1 medium onion chopped
2 TSB olive oil
1 large (28 oz) can crushed tomatoes
1 small ( 8 oz) can tomato sauce
2 small (6 oz) cans tomato paste
1 & 1/2 cups water
1/2 tsp each basil, Italian seasoning, oregano
1 TBS sugar (you can substitute 1 packet of stevia)
salt & pepper to taste
Saute’ onion in olive oil. Remove pan from burner & let it cool a little before adding the cans of tomatoes and water otherwise it will splatter. Return to heat and add the seasonings. Raise heat and stir well and often until it comes to a boil. Cover & simmer on low for 1/2 hour. After 1/2 hour add the meatballs and continue cooking on low for at least 1 hour… 2 hours is better. Ladle over cooked pasta, sprinkle with cheese & fresh basil, and enjoy. Mangia!
Hint: Sauce will thicken when it cools. Best to make a day ahead and reheat.

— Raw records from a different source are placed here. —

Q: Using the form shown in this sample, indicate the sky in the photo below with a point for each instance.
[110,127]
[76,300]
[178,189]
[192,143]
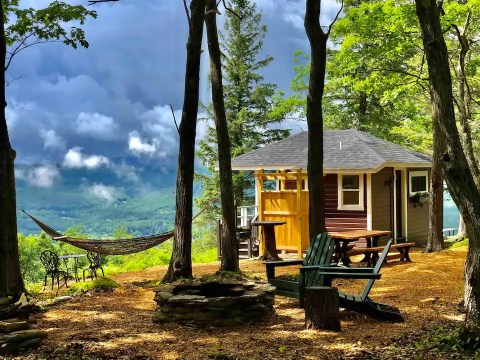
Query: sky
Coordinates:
[99,107]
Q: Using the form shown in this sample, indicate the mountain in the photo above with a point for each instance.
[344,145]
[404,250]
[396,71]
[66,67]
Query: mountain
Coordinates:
[141,199]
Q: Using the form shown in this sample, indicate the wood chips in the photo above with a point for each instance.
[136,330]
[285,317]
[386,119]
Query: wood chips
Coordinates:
[118,325]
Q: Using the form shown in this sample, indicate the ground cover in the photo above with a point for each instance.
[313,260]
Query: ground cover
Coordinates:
[118,324]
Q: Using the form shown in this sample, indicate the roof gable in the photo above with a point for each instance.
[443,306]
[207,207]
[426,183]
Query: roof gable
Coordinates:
[343,150]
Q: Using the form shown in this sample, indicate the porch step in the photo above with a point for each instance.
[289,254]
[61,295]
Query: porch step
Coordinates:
[243,250]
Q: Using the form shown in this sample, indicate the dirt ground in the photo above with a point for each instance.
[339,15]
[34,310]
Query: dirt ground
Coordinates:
[118,325]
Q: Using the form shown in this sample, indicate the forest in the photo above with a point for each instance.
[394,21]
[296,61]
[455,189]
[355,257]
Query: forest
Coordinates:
[400,75]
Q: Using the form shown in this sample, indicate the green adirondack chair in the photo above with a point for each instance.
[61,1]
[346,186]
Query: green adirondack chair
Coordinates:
[319,253]
[358,303]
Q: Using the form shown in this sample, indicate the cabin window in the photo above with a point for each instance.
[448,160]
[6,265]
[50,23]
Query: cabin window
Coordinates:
[350,192]
[418,182]
[292,185]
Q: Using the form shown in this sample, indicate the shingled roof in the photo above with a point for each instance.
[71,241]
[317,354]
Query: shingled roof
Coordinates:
[343,150]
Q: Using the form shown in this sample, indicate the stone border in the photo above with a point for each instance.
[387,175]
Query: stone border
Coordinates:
[253,304]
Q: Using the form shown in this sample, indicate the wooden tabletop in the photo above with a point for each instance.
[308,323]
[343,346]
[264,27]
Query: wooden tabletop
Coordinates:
[357,234]
[272,223]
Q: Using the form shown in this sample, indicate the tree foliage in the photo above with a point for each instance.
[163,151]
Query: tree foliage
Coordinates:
[26,27]
[248,102]
[21,29]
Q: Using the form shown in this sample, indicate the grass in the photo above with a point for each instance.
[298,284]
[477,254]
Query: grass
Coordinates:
[101,283]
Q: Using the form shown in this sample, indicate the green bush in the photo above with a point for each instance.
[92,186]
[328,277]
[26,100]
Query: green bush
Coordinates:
[101,283]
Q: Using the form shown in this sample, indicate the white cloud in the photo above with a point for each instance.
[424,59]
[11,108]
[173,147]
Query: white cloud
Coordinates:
[125,171]
[75,159]
[138,146]
[40,176]
[97,126]
[103,192]
[52,140]
[14,110]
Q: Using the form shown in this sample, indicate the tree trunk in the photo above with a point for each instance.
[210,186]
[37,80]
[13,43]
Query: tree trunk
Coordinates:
[435,215]
[11,282]
[321,308]
[181,260]
[462,232]
[454,164]
[229,243]
[464,113]
[318,48]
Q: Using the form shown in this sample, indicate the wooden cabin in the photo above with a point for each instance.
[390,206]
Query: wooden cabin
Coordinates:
[370,184]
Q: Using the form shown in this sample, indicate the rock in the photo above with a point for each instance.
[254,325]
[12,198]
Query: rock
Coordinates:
[214,304]
[12,348]
[9,326]
[60,299]
[5,300]
[187,299]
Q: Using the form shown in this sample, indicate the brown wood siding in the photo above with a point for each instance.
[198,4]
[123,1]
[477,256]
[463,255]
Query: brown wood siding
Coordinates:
[382,200]
[341,220]
[417,217]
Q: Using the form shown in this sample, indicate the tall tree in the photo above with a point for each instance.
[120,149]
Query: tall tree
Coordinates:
[454,164]
[249,101]
[318,54]
[22,28]
[229,243]
[181,260]
[376,82]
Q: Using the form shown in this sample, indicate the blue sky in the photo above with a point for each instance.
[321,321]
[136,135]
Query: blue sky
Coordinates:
[96,107]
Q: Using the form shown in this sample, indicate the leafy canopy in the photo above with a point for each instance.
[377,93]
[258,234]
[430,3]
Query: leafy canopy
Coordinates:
[26,27]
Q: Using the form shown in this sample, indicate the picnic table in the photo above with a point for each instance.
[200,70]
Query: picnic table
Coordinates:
[75,258]
[344,238]
[269,244]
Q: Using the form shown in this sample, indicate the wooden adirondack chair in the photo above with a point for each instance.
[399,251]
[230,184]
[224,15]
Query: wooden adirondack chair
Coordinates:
[319,253]
[358,303]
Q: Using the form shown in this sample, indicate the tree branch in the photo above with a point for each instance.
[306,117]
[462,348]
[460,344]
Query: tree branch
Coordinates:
[174,119]
[230,10]
[188,14]
[93,2]
[335,20]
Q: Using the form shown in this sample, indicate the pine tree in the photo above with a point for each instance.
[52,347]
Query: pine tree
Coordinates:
[248,101]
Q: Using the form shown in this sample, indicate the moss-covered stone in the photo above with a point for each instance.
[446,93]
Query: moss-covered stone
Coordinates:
[101,283]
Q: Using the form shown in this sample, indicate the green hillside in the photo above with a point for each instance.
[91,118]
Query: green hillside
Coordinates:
[142,207]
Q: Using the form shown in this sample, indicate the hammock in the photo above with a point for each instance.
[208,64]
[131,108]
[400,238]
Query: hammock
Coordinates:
[106,247]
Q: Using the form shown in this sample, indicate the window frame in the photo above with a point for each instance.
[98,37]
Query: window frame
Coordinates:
[361,189]
[418,173]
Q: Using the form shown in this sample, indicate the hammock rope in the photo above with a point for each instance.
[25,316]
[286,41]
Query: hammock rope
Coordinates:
[106,247]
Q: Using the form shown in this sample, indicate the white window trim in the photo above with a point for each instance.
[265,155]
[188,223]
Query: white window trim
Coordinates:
[361,205]
[417,174]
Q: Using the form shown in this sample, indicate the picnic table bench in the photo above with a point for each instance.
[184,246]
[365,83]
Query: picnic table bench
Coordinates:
[371,253]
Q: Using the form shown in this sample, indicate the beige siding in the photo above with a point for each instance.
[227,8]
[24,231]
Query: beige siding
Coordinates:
[381,207]
[417,219]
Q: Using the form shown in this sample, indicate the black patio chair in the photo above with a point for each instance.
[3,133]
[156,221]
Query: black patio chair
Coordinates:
[51,263]
[95,260]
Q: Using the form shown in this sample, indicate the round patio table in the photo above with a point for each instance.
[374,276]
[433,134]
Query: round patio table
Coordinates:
[269,244]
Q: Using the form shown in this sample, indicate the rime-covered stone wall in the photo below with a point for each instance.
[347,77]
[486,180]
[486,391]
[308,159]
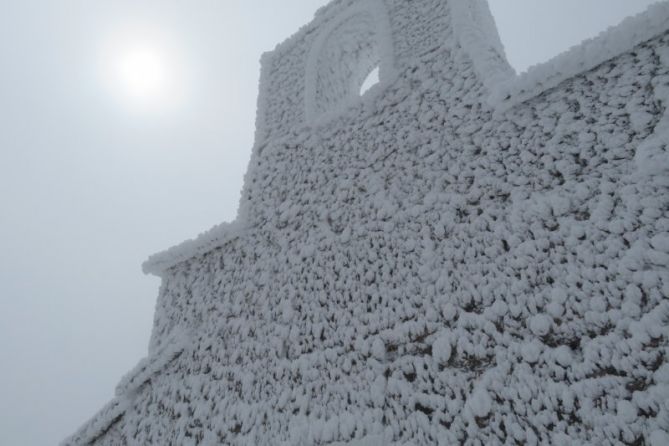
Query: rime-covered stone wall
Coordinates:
[430,263]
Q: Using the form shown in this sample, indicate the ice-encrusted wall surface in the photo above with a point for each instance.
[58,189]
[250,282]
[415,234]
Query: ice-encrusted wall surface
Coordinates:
[424,269]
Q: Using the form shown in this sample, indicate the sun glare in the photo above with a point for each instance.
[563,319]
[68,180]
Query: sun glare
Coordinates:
[143,73]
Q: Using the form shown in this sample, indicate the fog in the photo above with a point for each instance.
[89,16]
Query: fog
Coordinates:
[100,168]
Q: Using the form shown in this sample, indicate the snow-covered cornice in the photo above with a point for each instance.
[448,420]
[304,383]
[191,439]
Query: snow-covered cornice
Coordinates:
[125,390]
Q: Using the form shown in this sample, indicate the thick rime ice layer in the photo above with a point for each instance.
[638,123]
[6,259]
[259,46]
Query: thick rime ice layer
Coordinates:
[419,267]
[610,43]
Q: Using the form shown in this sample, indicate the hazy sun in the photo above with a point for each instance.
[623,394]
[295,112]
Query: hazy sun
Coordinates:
[144,74]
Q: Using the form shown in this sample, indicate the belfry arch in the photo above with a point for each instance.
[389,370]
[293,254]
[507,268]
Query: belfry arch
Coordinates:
[342,57]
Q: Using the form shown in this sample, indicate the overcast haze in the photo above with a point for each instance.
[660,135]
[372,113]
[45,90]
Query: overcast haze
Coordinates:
[94,176]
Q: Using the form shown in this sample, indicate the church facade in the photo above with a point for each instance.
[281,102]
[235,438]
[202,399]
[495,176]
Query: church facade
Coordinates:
[460,255]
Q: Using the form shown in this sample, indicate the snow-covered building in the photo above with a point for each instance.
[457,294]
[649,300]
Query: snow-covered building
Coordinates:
[460,255]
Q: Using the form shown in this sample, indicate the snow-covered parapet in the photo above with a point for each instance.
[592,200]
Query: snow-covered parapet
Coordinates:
[205,242]
[580,58]
[476,31]
[147,368]
[99,424]
[178,340]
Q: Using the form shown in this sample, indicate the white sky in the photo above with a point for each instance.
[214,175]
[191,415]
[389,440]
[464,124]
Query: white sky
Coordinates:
[91,182]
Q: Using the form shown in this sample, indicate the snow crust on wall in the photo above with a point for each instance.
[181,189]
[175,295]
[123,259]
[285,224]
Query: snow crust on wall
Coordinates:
[580,58]
[424,269]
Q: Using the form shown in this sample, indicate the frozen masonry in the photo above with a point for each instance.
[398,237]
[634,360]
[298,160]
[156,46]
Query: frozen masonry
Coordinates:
[458,256]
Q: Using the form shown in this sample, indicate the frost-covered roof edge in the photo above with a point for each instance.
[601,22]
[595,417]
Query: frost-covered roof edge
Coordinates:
[203,243]
[587,55]
[133,380]
[99,424]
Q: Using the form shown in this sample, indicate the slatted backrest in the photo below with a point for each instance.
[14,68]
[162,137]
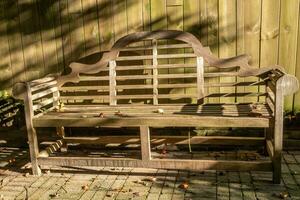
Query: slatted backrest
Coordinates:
[164,67]
[149,78]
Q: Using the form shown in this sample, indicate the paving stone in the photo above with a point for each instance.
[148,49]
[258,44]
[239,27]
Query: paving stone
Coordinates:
[128,183]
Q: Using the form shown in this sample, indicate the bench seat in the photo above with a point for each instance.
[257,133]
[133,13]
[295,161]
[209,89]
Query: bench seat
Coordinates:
[227,115]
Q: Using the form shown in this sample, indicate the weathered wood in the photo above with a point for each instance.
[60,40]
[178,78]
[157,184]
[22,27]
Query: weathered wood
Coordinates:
[32,138]
[180,121]
[228,165]
[145,143]
[156,82]
[155,72]
[200,80]
[44,93]
[179,140]
[112,83]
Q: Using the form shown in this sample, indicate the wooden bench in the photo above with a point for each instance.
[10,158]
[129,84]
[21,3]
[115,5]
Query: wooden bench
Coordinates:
[160,79]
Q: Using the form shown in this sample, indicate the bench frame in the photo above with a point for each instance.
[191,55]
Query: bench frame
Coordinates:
[278,82]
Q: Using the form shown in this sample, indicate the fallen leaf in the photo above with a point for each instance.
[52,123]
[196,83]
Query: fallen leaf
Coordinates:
[160,111]
[53,195]
[136,193]
[254,114]
[221,173]
[150,179]
[48,172]
[184,185]
[84,187]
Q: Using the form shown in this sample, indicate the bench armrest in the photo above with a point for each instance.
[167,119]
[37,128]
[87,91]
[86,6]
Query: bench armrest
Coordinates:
[37,94]
[287,84]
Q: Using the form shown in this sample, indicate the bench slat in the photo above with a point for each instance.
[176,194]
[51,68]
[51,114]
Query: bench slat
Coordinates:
[43,85]
[150,57]
[168,46]
[162,121]
[44,93]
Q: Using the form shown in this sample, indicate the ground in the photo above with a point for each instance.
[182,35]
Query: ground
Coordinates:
[125,183]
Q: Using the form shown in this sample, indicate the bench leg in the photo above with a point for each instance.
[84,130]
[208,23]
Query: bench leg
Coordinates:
[278,140]
[145,143]
[34,150]
[278,135]
[61,132]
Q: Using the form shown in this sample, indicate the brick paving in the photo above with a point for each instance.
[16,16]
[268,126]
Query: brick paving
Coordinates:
[125,183]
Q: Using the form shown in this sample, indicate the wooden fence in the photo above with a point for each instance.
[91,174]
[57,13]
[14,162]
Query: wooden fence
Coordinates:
[38,37]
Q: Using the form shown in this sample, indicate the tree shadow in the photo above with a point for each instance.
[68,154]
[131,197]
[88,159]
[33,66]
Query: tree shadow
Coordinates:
[45,36]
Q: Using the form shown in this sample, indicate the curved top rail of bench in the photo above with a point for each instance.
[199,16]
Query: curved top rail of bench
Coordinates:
[240,61]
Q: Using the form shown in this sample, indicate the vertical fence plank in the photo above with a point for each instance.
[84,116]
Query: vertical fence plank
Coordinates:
[146,15]
[5,62]
[65,31]
[158,15]
[175,22]
[269,32]
[191,23]
[296,106]
[31,41]
[159,22]
[58,36]
[105,14]
[47,34]
[250,33]
[227,39]
[120,18]
[90,26]
[77,36]
[288,40]
[213,41]
[14,42]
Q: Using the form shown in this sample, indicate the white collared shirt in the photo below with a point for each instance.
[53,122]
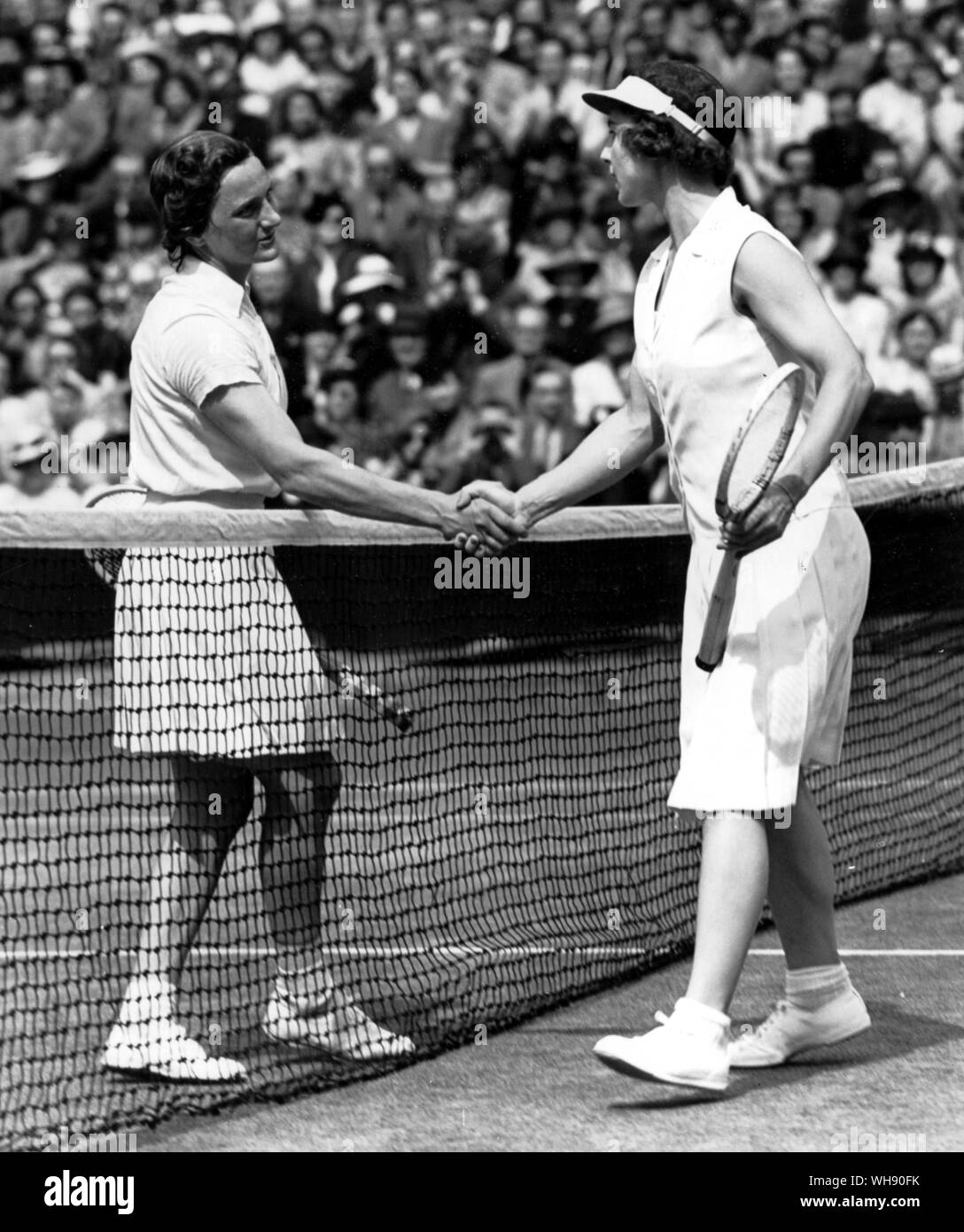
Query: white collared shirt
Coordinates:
[198,332]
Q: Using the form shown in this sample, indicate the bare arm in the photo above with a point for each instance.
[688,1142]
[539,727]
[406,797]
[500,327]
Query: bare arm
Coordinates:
[772,285]
[252,417]
[619,444]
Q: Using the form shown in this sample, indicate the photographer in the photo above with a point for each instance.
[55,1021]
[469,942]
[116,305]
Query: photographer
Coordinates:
[492,445]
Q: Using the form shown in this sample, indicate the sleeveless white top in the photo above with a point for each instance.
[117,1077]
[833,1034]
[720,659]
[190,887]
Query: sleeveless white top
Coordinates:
[199,331]
[702,363]
[778,700]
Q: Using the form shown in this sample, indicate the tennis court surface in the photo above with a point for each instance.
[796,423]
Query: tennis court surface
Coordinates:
[537,1087]
[512,853]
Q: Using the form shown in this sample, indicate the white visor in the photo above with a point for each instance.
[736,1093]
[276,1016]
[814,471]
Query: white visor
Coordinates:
[638,95]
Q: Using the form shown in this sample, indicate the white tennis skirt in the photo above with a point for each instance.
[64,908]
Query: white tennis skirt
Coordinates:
[778,700]
[212,658]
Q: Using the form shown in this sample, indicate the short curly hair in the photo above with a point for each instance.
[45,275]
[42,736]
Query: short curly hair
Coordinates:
[183,185]
[660,136]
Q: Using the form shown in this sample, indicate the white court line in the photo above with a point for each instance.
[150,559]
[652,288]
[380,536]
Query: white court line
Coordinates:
[875,954]
[448,951]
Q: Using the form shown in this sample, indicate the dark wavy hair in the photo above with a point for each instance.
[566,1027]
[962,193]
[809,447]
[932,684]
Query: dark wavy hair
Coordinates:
[661,136]
[183,183]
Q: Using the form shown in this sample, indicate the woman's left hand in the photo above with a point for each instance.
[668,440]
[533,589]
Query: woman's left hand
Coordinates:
[765,524]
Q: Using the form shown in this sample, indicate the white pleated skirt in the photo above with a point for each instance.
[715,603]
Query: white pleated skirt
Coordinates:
[778,700]
[212,658]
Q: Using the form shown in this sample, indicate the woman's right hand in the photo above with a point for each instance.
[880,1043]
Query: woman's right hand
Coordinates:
[494,514]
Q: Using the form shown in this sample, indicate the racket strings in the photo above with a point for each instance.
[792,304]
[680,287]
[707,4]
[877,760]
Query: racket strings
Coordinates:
[762,448]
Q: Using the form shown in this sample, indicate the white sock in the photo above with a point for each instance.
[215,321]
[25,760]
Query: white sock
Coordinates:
[812,987]
[304,981]
[148,998]
[698,1018]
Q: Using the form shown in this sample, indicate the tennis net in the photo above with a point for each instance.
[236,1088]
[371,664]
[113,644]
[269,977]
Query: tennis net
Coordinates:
[509,853]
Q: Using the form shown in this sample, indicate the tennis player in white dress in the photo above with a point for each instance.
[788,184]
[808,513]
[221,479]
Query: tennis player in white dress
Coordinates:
[720,306]
[214,667]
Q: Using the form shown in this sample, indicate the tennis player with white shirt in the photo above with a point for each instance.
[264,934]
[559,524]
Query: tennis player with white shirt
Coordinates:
[719,306]
[214,667]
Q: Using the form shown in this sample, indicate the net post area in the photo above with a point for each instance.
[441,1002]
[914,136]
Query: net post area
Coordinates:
[512,850]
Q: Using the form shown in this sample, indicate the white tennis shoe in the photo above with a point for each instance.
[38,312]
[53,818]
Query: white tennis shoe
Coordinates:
[675,1052]
[789,1030]
[338,1027]
[161,1046]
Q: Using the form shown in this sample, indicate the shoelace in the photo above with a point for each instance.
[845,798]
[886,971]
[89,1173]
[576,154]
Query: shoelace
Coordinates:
[770,1022]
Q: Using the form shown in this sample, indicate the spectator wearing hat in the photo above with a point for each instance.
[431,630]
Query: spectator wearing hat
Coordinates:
[556,228]
[929,283]
[26,479]
[547,176]
[24,338]
[571,308]
[271,292]
[419,451]
[69,264]
[544,97]
[413,136]
[458,315]
[480,220]
[600,32]
[40,126]
[84,111]
[501,379]
[549,433]
[62,394]
[322,351]
[367,307]
[268,66]
[820,42]
[388,215]
[144,66]
[398,397]
[353,57]
[601,383]
[334,420]
[893,105]
[313,44]
[499,85]
[110,31]
[862,313]
[12,107]
[904,400]
[890,209]
[24,244]
[215,44]
[331,259]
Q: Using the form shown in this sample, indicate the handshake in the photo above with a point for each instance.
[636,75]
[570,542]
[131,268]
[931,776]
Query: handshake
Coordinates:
[486,519]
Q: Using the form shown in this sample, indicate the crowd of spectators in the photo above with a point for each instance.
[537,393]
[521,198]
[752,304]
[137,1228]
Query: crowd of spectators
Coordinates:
[454,294]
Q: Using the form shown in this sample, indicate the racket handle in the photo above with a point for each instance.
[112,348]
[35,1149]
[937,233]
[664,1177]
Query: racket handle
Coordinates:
[717,626]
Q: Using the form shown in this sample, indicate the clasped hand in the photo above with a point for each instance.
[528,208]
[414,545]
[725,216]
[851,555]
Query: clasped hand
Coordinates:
[764,524]
[487,519]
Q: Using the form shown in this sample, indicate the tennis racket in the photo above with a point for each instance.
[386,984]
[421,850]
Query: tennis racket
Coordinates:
[748,471]
[351,685]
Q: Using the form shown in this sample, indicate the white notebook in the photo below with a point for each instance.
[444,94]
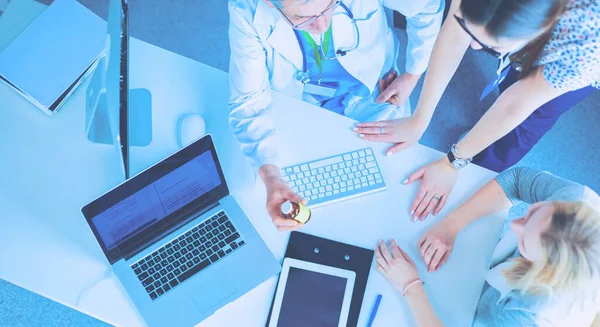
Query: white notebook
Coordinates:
[49,59]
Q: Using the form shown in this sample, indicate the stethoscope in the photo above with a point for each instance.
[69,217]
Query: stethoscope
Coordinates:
[303,75]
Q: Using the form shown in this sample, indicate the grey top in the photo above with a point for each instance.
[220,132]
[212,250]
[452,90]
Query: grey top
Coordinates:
[500,305]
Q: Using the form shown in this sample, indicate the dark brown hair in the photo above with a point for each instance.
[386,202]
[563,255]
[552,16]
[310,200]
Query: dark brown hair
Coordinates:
[517,19]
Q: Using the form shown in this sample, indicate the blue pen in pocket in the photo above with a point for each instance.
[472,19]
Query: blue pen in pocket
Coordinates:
[374,311]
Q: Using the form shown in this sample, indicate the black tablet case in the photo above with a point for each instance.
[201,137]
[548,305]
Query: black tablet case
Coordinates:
[302,246]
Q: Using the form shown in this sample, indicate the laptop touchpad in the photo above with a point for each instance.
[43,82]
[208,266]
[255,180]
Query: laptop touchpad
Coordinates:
[211,290]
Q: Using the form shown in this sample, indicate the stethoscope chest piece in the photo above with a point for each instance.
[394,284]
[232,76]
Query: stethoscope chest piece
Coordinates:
[303,77]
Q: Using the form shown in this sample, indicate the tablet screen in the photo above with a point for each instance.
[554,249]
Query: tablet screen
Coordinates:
[312,299]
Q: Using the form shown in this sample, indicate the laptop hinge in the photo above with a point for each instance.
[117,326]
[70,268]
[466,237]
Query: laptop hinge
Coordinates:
[144,245]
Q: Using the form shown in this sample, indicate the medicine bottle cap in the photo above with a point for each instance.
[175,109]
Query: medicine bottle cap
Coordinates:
[286,207]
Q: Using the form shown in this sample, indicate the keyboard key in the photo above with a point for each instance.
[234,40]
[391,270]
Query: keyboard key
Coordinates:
[191,272]
[147,281]
[232,238]
[143,276]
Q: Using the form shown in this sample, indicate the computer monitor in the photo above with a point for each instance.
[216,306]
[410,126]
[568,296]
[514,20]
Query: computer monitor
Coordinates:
[115,114]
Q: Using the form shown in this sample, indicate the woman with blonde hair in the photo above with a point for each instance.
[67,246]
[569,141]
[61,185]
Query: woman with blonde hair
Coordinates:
[552,278]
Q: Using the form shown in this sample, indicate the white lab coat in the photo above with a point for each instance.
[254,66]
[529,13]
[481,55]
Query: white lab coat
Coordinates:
[265,56]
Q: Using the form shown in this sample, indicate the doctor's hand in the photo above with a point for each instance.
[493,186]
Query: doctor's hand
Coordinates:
[278,192]
[405,132]
[439,178]
[437,243]
[395,265]
[396,89]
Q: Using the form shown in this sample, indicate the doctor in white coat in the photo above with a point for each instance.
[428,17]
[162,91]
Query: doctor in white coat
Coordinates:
[339,55]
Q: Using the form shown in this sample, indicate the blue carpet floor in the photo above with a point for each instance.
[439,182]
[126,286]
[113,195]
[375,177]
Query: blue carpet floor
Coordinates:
[198,30]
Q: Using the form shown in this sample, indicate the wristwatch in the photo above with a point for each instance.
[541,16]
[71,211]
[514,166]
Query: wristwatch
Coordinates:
[456,160]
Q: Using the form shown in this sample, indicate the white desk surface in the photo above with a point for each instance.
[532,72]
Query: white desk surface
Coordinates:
[49,170]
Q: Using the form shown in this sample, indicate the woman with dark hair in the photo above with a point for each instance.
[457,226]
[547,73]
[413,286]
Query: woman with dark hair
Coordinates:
[549,60]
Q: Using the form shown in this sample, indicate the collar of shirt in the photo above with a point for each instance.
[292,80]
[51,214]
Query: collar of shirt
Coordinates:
[496,280]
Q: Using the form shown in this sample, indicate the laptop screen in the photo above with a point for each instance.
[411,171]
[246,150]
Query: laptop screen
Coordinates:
[159,199]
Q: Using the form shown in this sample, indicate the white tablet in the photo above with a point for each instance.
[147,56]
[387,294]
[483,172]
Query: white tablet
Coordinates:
[310,294]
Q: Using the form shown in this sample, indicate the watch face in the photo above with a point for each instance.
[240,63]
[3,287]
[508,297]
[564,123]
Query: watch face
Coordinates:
[459,163]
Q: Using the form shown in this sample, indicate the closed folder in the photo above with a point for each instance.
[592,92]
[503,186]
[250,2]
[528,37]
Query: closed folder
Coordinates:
[302,246]
[51,57]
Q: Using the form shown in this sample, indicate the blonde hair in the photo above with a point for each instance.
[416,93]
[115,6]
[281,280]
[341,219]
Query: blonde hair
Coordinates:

Easy Breezy Tortellini & Tuna Salad

1 cup Tortellini
3/4 cup frozen peas
3/4 cup mayonnaise
1 pouch tuna (low sodium)
salt & pepper to taste
Boil water on stovetop. Add tortellini and peas at the same time. Cook for 9 minutes, rinse and drain. Add tuna and mayonnaise. Mix. Season with salt & pepper to taste.
I love this recipe when I’m in a rush for a side dish for a fish fry or barbecue.

Fried Shrimp with Rice and Garden Vegetables

1 zucchini (sliced), 1/2 lb asparagus (cut into 1″ pieces), 1 scallion (sliced), 1/4 c olive oil, 1/2 lemon, salt & pepper to taste.
Marinate vegetables with oil, lemon, salt & pepper. Make sure everything is fully coated. Wrap in aluminum foil and place on cookie sheet in oven. Bake at 350 degrees for 1/2 hour.

4 TBS butter, 1/2 clove garlic (crushed), 12 shrimp (deveined), salt & pepper to taste, 1/2 tsp parsley.
Melt butter in saucepan, saute garlic, add the rest of the ingredients, cook until shrimp turns pink.

Remove vegetables from oven and pour the shrimp mixture on top. Close back up. Shut off oven and leave in oven for about 20 minutes while rice is cooking.

Cook rice according to package directions.
When rice is finished, pour the shrimp mixture over it. Mix well and serve.